The Exterminating Angel was a huge influence for me on this film. I first watched it years ago, and as soon as I read the script for The menu, I went straight back and watched it again. It’s such a brilliant movie. The biggest piece, I guess, that I took away from it was that feeling of guilt among the guests. I found this incredibly useful in terms of the diner arc. In The menu, we could have put our characters into stereotypes and archetypes in order to support our central thesis – the duel between Margot and the chef – but it was much more rewarding to take them on a real arc, so that by the time we come to At the end of the film, there is a feeling of recognition of the greed and the ego of this exclusive part of the society of which they are a part. It became the focus of our rehearsals as we prepared to shoot. I don’t like to get up and rehearse, but I like to sit around a table with the actors and talk about these secondary and tertiary themes. We all clung to that subtext because we had the advantage of shooting almost entirely chronologically, thanks to the restaurant setting. This allowed us to calibrate the journey of these characters in a precise and, hopefully, enjoyable way.
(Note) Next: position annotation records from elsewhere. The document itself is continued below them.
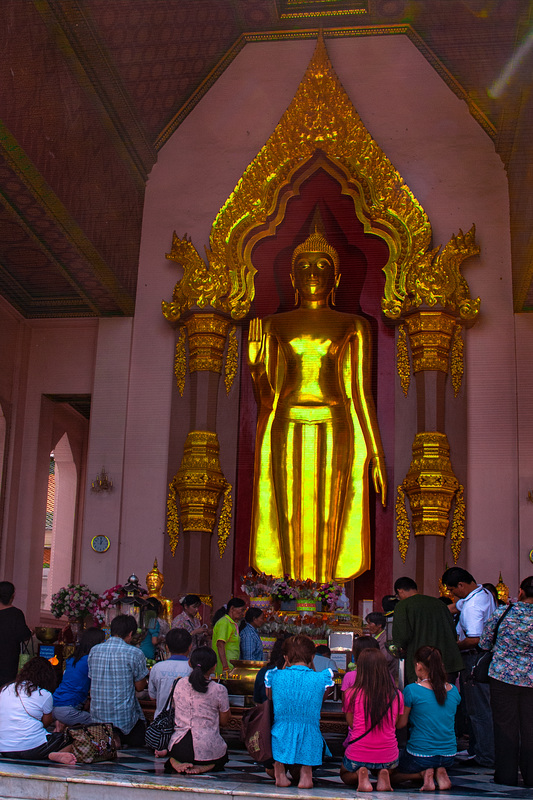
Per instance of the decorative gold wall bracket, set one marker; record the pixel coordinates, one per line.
(180, 361)
(431, 487)
(207, 335)
(430, 336)
(199, 485)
It’s interesting to talk about it as a cinematic challenge, because we have these characters in this space for two hours. I didn’t want the film to feel anything other than cinematic: lively and kinetic, intense and fun. Part of the pass I did on the script was taking the cast outside [of the restaurant setting] to give the audience that breath of fresh air before putting them back in that pressure cooker inside that room. In this direction, The Exterminating Angel had a huge influence, just like Parasite and Miseryin the way they use an extraordinary architectural space to give a feeling of claustrophobia.

The menu, I hope, brings together everything I love about cinema. It is a collective ride for a large audience. The performances are fantastic. There’s this brilliant company of actors. It’s beautifully shot. It sounds amazing, the cinematography, the soundtrack is fantastic. I know it’s a terrible cliché to say that, but it really is a cinematic roller coaster. And what could be more fun than that, with a bag of popcorn?